Different domains of TRIM9 modulate specific parameters of exocytosis in neurites. (A) Domain organization of mouse TRIM9 (top) and domain mutants that lack the ubiquitin ligase containing RING domain (TRIM9ΔRING), the DCC binding SPRY domain (TRIM9ΔSPRY), or the CC motif (TRIM9ΔCC), which mediates TRIM9 multimerization and interaction with SNAP25. (B–D) Box and whisker plots of frequency of VAMP2-pHluorin–mediated exocytosis across basal plasma membrane of neurons (box shows median ± IQR, whiskers reach minimum and maximum values within 1.5 times the IQR). (B), neurites (C), or soma (D) in Trim9^+/+ and Trim9^−/− neurons expressing the indicated TRIM9 domain mutants (n = 17 for each condition; *, P < 0.05; **, P < 0.005). See Fig. S5.

Figure 6.

Distinct spatiotemporal organization of fusion of different vesicles pools in melanoma cells. (A) Box and whisker plots of frequency of VAMP7-pHluorin– and VAMP3-pHluorin–mediated exocytosis in VMM39 melanoma cells (n = 9 cells/condition; box shows median ± IQR, whiskers reach minimum and maximum values within 1.5 times the IQR). (B) Heat maps of density of VAMP7- and VAMP3-mediated exocytosis in representative VMM39 melanoma cells. Solid white line demarcates longest axis of the cell. Dashed perpendicular lines indicate minor axes 10 µm from the tips of the longest axis. The area encompassed from the edge of the cell to the dotted lines were measured to define a larger and smaller end of the cell. (C) Box and whiskers plots of number of exocytic events normalized to the larger end, middle, and smaller end of the cell.
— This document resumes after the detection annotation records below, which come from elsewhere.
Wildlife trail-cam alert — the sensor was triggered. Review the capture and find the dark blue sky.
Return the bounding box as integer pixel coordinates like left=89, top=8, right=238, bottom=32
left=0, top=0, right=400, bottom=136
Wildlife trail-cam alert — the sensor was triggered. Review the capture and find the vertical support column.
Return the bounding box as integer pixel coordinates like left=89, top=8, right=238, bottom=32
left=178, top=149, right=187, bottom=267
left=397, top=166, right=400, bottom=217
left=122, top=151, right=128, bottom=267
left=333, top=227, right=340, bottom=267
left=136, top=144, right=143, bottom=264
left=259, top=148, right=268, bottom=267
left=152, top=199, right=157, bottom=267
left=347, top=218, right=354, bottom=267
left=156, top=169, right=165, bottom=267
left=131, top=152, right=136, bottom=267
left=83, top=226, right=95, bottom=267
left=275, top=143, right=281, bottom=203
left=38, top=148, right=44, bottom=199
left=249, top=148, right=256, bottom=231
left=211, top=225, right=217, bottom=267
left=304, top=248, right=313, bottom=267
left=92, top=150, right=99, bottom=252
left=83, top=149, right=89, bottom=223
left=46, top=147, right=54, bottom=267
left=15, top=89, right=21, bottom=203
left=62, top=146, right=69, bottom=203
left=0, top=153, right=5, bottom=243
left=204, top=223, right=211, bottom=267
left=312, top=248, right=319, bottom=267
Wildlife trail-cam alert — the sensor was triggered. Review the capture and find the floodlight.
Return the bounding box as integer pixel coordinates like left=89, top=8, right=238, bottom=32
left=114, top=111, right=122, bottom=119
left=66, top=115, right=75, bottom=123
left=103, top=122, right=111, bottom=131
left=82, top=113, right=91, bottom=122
VAMP7-mediated exocytosis was polarized to the larger end of the cell (n = 9 cells). (D) 2D Ripley’s L(r) function applied to the spatial occurrence of VAMP7- and VAMP3-mediated exocytic events (n = 9). VAMP7-mediated events exhibited nonrandom clustering at all distances measured, whereas VAMP3-mediated events were dispersed at larger distances in regularly spaced clusters 1.5–2.5 µm in size. (E) 1D Ripley’s L(r) function applied to the temporal occurrence of VAMP7- and VAMP3-mediated exocytic events. Both VAMP7 and VAMP3-mediated events exhibited random temporal occurrence. See Video 5.